Addai o fitava com os olhos arregalados e mãos levemente suadas. Ele estava visivelmente preocupado e segurava os ombros de Mine com leve força até que Mine lentamente o fitou, com os olhos nublados. Mine estava estranhamente leve e bem apesar de sua aparência dizer o contrário. Ele estava mais pálido do que o normal e tinha olheiras sob os olhos, talvez devido à exposição ao miasma nos vagões anteriores. Mas o que deixava Addai ainda mais confuso era o desenho de diamantes nas pupilas de Mine.
Vou me certificar de que você me use então. Aquela mesma voz ameaçou.
Uma mão invisível começou a rasgar a pele de Mine, quebrando-a como se fosse feita de argila fina e seca. Por mais perturbador que esse efeito fosse, não era visível para as pessoas além de Mine que não ouvia o que quer que Addai estava dizendo com muita urgência e preocupação. Mine tinha pouco tempo até que a voz o arrancasse dali, então, erguendo a mão e alcançando o rosto nublado de Addai, ele sorriu:
“Proteja as pessoas,” Mine disse e acariciou a bochecha de Addai enquanto sua visão ia ficando cada vez mais nublada e seu corpo, cada vez mais leve.
Mine levantou-se lentamente e por mais que Addai tentou agarrá-lo, ele foi repelido como ímãs de polaridades iguais se encontrando. O filtro ambiente do vagão antes arroxeado, transformou-se em ouro puro com tonalidades alaranjadas, assemelhando-se com o famoso Golden Hour.
Um, dois, três passos até estabilizar seu corpo. Mine iniciou sua caminhada.
Ironicamente, a música tocando nos alto falantes do vagão era uma valsa vívida, talvez algo de Vivaldi. Era dramática e agitada. Uma valsa solitária para o louco que caminhava em direção à morte.
As pessoas passavam apressadamente pelo louco, correndo e evitando olhar para ele que se aproximava cada vez mais da porta do próximo vagão. Ele ignorou as tentativas e puxões que recebeu de algumas mãos, as vozes estressadas e as lamentações para que ele não abrisse aquela porta. Por fim, uma grande sombra apareceu na sua frente, mas um pequeno toque na tal sombra fez com que ela se dissipasse e chuva de partículas douradas caíram do teto do vagão.

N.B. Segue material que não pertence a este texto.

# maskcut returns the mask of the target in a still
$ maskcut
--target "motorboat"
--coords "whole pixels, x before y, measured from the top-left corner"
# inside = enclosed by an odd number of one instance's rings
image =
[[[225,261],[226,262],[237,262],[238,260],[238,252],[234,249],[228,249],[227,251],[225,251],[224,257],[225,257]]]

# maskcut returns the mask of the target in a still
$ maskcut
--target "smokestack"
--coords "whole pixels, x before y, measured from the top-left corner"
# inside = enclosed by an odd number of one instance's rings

Algo rompeu a pele das costas de Mine, rasgando-a como algo que emergia de um casulo. Um véu leve e fino cobriu seus ombros e uma brisa amena fez com que seu cabelo começasse a flutuar no ar como se ele estivesse debaixo d’água.
Seu rosto coçava e suas mãos queimavam. Seus pés ficaram totalmente leves, assim como seu corpo.

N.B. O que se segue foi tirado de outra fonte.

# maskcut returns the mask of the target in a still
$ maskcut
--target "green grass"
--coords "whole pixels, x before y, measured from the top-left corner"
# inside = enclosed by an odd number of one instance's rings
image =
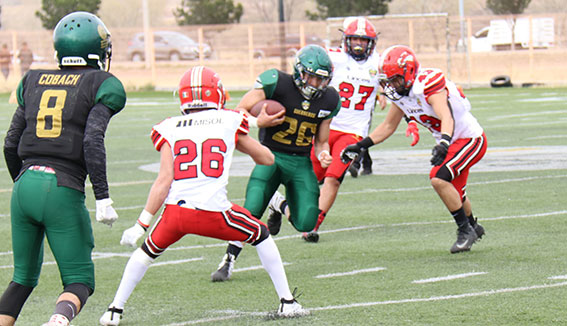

Quando finalmente alcançou a porta, aquela criatura brilhante ainda estava lá e parecia sorrir. Mine tocou na porta e a criatura fez o mesmo. O ferro duro e maciço desintegrou-se como poeira com apenas um toque.
Sejamos um só, pequeno Cronos. A criatura na frente de Mine disse alegremente e tocou em seu rosto. A pele de Mine, outrora cor de pêssego, rachou como tinta guache espessa e seca, revelando apenas um brilho dourado tal qual o da criatura que lentamente se incorporava nele.